Wednesday, February 6, 2008

Bankruptcy as Strategy and Tactic

In an article about the recent credit squeeze, Financial Times (February 5, p. 20) reminded us:
Several years ago, Hicks Muse and Kohlberg Kravis & Roberts each wrote cheques to acquire Regal Cinemas. They then loaded an additional $1.8bn in debt on to the company. The movie chain could not service all that debt and filed for bankruptcy protection.

Distressed debt funds paid 60 cents on the dollar for the debt, acquired control of Regal from the two private equity firms and eventually reaped windfall profits on the investment.
These few sentences make the modus operandi of buy-out firms clear as day light. Take control of a company and saddle it with a large debt that it cannot service. That is the tactic. The strategy? To drive the said firm into bankruptcy. The aim is "to reap windfall profits," for all concerned, including the lenders. All is calculated, methodical and systematic.

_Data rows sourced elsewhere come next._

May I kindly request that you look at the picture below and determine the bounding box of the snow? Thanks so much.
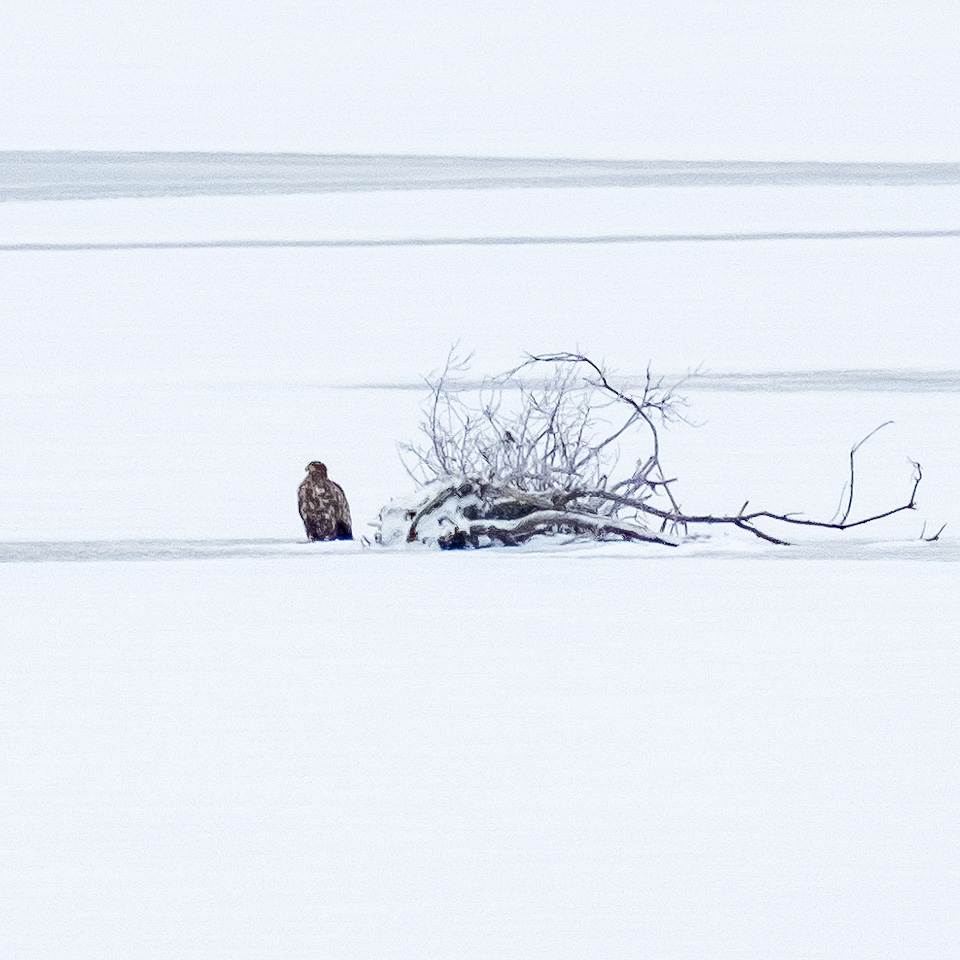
[0,0,960,960]
[0,545,960,958]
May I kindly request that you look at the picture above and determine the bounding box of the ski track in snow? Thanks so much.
[0,151,960,201]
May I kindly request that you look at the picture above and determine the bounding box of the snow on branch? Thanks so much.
[377,351,939,549]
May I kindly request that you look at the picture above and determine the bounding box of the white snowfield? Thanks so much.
[0,146,960,960]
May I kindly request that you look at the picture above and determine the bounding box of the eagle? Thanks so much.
[298,460,353,540]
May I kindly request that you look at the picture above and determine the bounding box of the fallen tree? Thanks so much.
[376,353,942,549]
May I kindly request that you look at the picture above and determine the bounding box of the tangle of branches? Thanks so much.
[377,352,942,548]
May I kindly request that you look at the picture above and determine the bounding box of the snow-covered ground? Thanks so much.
[0,0,960,944]
[0,178,960,958]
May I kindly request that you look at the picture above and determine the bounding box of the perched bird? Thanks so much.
[298,460,353,540]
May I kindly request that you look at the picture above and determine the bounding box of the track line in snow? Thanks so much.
[0,229,960,253]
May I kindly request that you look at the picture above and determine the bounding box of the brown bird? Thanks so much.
[298,460,353,540]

On this subject, the liberal columnist of the Times, Paul Krugman, has not one word to throw at a dog. Yet, he was all too willing to lecture Argentina in the 90's in the evils of default. He wrote:
Advanced countries – the status to which Argentina aspires – regard default on debt as a moral sin.
I criticized this empty sentimentality in the Enigma of Options:
The “moral aspects” of default about which columnists and scholars of law are in the habit of sounding off are the indignation of the owners of capital at the loss of their money.
It is not that feelings must be dismissed or belittled. One could sympathize with the European who consider the buy-out firms "locusts." But the subject of finance is not people. It is capital in circulation. To understand the developments in finance, we must adopt the level-headed detachment of finance capital, i.e., we must understand the dialectics of finance – in theory and in practice. Here is what I wrote in the Enigma on the subject of default.
Default is an incident in finance … As financial markets grow in size and sophistication, they take on the subject of default, peel its social shell and turn it into a tradable commodity … The next logical stage in this process is the commoditization of default, a development that is behind the creation and growth of the credit default swaps. At this stage, default is consciously embraced as a revenue source, so the pretence of morality is cast aside. Large banks that sell billions of dollars worth of credit default swaps do not consider default a moral failing on the part of the borrowers any more than insurance companies consider traffic accidents a character flaw in the part of the drivers. Such “failings,” on the contrary, are the very reason for the existence of the credit derivatives and insurance markets.
Buy-out firms play a particularly extreme and nasty version of the default game where, unlike the insurance and credit default swaps market, the event is intentionally engineered. But that, too, is in the realm of the expected. I will have more to say on this topic.